Il colla une série d’étiquettes. C’était des bocaux de sauce rapidement périssables mais que les cuisiniers aimaient bien avoir d’avance pour quelques jours car elle entrait dans plusieurs préparations ; le genre de sauce susceptible d’avoir participé à la plupart des plats de la veille. Des apprentis emportèrent silencieusement une vingtaine de pots, parmi les plus anciens de l’armoire froide, en vérifiant ostensiblement la date.

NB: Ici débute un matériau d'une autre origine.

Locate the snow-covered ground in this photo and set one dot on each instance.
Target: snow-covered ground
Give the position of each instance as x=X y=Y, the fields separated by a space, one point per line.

Il aplatissait du doigt une étiquette quand il remarqua la date de péremption, en petit et verticalement, sur le bord de l’étiquette, la date du 28 juin 2051, trop loin après la fabrication. Il la rapprocha de ses yeux, et reposa le pot en verre. Cédric suffoquait comme si ses poumons avaient rétréci. Il regarda la machine à tirer les étiquettes et chercha fébrilement le paramètre « date du jour » puis les archives d’impression, puis le contenu de l’armoire frigorifique. Depuis la coupure électrique tous les pots datés par l’apprenti avaient un mois en trop, étaient stockés chronologiquement puis utilisés par des cuisiniers qui ne se fiaient qu’aux dates de péremption pour les ouvrir par dizaines, comme la veille. Il renversa la totalité des bocaux en se jetant contre l’armoire. Il poussa les derniers au sol où ils éclaboussèrent les cuisiniers qui accourraient. Cédric prit alors la machine à sceller entre ses mains, la pressa contre lui, l’arracha du mur en la brandissant au-dessus de sa tête en traînant son ruban d’étiquettes, puis la jeta en hurlant sur le carrelage où ses morceaux rebondirent en gerbes dans la sauce.